Orbital characteristics
- Epoch 4 September 2017 (JD 2458000.5)
- Uncertainty parameter 0
- Observation arc: 34.21 yr (12,495 days)
- Aphelion: 2.7336 AU
- Perihelion: 1.8143 AU
- Semi-major axis: 2.2739 AU
- Eccentricity: 0.2021
- Orbital period (sidereal): 3.43 yr (1,252 days)
- Mean anomaly: 29.457°
- Mean motion: 0° 17^{m} 14.64^{s} / day
- Inclination: 28.523°
- Longitude of ascending node: 129.27°
- Argument of perihelion: 358.22°

Physical characteristics
- Dimensions: 5.04 km (calculated) 5.325±0.052 5.892±0.113 km
- Synodic rotation period: 6.8 h
- Geometric albedo: 0.182±0.038 0.1850±0.0281 0.23 (assumed)
- Spectral type: S
- Absolute magnitude (H): 13.6 · 13.7 · 13.97±0.22

= 13006 Schwaar =

Phocaea asteroid

13006 Schwaar, provisional designation , is a stony Phocaea asteroid from the inner regions of the asteroid belt, approximately 5 kilometers in diameter.
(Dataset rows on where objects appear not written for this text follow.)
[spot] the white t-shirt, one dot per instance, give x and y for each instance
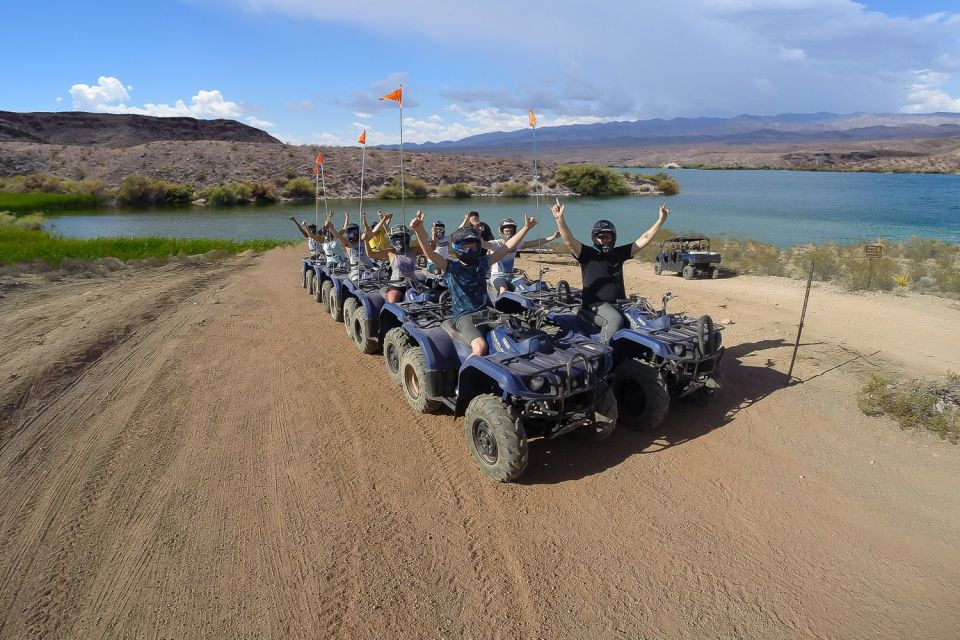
(505, 266)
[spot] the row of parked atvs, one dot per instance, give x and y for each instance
(546, 373)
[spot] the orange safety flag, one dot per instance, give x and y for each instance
(396, 96)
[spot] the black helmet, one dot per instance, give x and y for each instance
(399, 238)
(352, 232)
(603, 226)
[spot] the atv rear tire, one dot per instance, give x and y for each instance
(326, 291)
(642, 396)
(413, 375)
(605, 416)
(496, 441)
(336, 308)
(359, 331)
(349, 306)
(395, 343)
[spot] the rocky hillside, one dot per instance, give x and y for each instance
(204, 164)
(125, 130)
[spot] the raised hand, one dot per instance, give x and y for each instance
(417, 222)
(557, 210)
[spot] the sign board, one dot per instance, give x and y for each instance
(873, 250)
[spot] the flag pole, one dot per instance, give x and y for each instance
(326, 210)
(403, 206)
(363, 157)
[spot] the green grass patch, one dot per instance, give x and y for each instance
(20, 242)
(916, 405)
(22, 203)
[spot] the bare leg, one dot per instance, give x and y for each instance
(479, 347)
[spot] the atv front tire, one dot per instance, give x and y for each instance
(642, 396)
(413, 378)
(394, 345)
(496, 441)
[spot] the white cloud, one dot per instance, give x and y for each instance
(927, 94)
(109, 94)
(258, 123)
(107, 89)
(792, 55)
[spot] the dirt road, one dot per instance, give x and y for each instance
(196, 451)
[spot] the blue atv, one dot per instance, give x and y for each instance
(689, 256)
(657, 356)
(398, 319)
(531, 384)
(321, 282)
(362, 310)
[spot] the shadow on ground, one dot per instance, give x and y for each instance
(563, 459)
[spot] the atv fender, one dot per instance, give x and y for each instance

It was discovered on 12 January 1983, by American astronomer Brian Skiff at Lowell's Anderson Mesa Station in Flagstaff, Arizona. The asteroid was named after amateur astronomer Pierre–Yves Schwaar.

== Orbit and classification ==

Schwaar is a member of the Phocaea family (701), a rather small group of asteroids with similar orbital characteristics, named after its largest member, 25 Phocaea. It orbits the Sun in the inner main-belt at a distance of 1.8–2.7 AU once every 3 years and 5 months (1,252 days). Its orbit has an eccentricity of 0.20 and an inclination of 29° with respect to the ecliptic. No precoveries were taken. The asteroid's observation arc begins 20 days after its discovery.

== Physical characteristics ==

Schwaar has been characterized as a S-type asteroid by Pan-STARRS photometric survey.

=== Lightcurves ===

A rotational lightcurve of Schwaar was obtained from photometric observations made at the Hunters Hill Observatory (E14), Australia, and collaborating stations in December 2006. The lightcurve gave a rotation period of 6.8 hours with a brightness variation of 0.17 in magnitude (U=3-).

=== Diameter and albedo ===

According to the survey carried out by the NEOWISE mission of NASA's space-based Wide-field Infrared Survey Explorer, Schwaar measures 5.3 and 5.9 kilometers in diameter and its surface has an albedo of 0.182 and 0.185, respectively, while the Collaborative Asteroid Lightcurve Link assumes a standard albedo for members of the Phocaea family of 0.23, and calculates a diameter of 5.0 kilometers with an absolute magnitude of 13.7.

== Naming ==

This minor planet was named in memory amateur astronomer Pierre–Yves Schwaar (1946–2000), member of the Saguaro Astronomy Club (SAC), telescope maker, and photographer of the night sky. The official naming citation was published by the Minor Planet Center on 9 January 2001 (M.P.C. 41939). The native Swiss amateur astronomer and immigrant to the U.S. was also an inventor and master craftsman, a model rocketeer, an USAF aircraft mechanic, a Vietnam veteran, and an eclipse chaser.